The Government's operating deficit, before gains and losses, for the September quarter was $3.7 billion or $2.2 billion wider than projected in the Budget.

The Budget forecast an operating deficit of $8.6 billion for the full year and a cash deficit of $13.3 billion.

Most of the variance can be explained by a $2 billion rise in the Earthquake Commission's expenses from the Canterbury earthquake.

The commission estimates its final cost will be $1.5 billion as it has a thick tranche of reinsurance above that amount. However, the Government will also bear some of the costs of restoring critical local government infrastructure, and those costs have yet to be reliably estimated.

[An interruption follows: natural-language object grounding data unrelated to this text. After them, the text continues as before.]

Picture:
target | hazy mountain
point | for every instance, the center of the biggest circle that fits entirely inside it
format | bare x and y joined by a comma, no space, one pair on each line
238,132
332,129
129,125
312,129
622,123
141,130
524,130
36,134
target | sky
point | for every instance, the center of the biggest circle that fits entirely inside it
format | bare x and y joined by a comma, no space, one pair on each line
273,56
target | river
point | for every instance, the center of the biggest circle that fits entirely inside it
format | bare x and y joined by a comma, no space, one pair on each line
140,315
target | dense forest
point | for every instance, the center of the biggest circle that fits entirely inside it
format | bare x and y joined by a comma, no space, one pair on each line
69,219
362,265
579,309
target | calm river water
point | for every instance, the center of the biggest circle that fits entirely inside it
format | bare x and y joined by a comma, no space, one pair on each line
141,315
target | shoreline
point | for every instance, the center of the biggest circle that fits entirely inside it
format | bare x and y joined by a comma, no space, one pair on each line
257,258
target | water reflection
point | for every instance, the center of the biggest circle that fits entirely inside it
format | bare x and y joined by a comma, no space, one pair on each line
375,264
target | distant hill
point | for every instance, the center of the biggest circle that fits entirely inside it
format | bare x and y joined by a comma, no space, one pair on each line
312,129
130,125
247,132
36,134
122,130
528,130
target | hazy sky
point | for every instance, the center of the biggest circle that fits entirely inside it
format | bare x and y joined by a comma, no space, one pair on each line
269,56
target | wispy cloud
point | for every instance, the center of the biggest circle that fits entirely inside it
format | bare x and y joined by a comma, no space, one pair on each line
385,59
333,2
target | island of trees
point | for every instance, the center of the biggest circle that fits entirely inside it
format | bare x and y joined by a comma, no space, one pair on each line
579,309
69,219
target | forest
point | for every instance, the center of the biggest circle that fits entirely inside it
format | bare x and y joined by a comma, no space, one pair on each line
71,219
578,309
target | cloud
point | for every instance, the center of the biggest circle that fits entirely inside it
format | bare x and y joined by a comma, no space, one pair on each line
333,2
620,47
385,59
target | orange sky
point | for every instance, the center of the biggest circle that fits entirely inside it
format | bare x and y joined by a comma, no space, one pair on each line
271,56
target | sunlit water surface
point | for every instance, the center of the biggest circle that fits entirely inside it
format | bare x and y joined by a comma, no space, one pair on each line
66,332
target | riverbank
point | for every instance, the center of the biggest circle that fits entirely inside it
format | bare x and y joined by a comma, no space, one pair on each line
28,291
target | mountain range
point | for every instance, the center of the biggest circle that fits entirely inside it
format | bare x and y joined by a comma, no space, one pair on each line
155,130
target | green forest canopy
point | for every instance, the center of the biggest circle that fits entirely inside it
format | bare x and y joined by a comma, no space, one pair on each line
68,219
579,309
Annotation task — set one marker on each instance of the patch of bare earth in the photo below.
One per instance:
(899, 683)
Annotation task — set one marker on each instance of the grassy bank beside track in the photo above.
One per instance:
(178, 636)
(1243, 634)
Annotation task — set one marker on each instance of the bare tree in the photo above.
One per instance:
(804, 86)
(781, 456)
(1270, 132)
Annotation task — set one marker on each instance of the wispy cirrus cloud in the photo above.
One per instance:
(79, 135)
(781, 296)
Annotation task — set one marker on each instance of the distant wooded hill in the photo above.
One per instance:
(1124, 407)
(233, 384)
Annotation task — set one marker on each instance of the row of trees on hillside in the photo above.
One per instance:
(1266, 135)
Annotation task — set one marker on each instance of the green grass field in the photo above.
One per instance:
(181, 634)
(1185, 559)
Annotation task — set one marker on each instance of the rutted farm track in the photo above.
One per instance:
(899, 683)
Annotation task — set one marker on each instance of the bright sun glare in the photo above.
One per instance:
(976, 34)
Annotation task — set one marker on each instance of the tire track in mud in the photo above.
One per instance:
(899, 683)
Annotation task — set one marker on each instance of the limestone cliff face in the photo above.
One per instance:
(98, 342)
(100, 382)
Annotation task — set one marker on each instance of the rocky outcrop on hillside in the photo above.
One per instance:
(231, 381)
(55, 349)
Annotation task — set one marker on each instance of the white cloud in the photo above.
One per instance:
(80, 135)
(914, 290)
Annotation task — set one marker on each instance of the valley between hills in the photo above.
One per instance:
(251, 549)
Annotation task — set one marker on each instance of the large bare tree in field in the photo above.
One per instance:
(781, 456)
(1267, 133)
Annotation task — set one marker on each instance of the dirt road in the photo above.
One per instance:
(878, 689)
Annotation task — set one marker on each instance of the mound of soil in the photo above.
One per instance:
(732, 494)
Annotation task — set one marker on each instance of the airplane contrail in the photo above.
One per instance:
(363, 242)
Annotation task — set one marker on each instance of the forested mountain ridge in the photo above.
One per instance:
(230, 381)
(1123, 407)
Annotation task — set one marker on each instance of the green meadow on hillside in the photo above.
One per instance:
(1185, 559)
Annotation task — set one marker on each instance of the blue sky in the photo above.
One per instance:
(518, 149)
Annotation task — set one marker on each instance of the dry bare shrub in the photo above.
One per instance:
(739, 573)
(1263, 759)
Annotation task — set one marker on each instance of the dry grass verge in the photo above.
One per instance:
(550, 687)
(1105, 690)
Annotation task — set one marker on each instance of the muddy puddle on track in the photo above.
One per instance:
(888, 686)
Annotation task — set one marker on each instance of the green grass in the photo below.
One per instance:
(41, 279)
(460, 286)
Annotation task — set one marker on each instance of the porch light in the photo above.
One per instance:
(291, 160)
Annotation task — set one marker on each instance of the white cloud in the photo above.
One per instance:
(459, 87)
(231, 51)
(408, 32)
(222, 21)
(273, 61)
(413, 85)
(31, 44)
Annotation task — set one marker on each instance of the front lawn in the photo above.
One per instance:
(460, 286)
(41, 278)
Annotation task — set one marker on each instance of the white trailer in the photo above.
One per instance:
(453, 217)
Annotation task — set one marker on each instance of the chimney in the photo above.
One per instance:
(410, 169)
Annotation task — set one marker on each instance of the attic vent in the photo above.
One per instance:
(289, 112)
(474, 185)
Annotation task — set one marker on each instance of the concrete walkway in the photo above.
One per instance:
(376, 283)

Of more concern as an indicator of the economy's performance is the $1.1 billion undershoot in tax revenue.

Overall it was up 5 per cent on the same period last year, including a 7 per cent rise in PAYE.

But GST revenue was only 2 per cent higher than in the September 2009 quarter, to be $564 million or nearly 16 per cent below Budget forecasts.

The expected surge in spending to beat the increase in the GST rate from October 1 scarcely eventuated. While that also means the forecast post-GST slump may not happen either, the Treasury expects some of the shortfall to persist, as consumer spending overall is more subdued than it expected.

Most of the rest of the shortfall in tax revenue ($464 million) was in corporate tax. The corporate tax take was still 26 per cent up on the depressed levels of the same period last year, but still 22 per cent lower than expected.

Almost a third of the deficit before gains and losses was clawed back by a net $1.3 billion gain on the investment portfolios of the NZ Superannuation Fund and ACC.

Finance Minister Bill English said the lower-than-expected tax take was largely the result of people opting to pay down debt and save more.

"New Zealanders understand our need to rebalance the economy away from debt and spending towards savings and investment," he said.

"While in the short term this increased saving means slightly lower growth and tax revenue, it is what the economy needs over the long term as we build our future on savings, productive investment and exports."

Labour's finance spokesman David Cunliffe said business growth was hitting the wall as any confidence in a recovery disappeared.

The pre-GST spend-up had not happened, "because Kiwis don't have money left over at the end of the week to spend".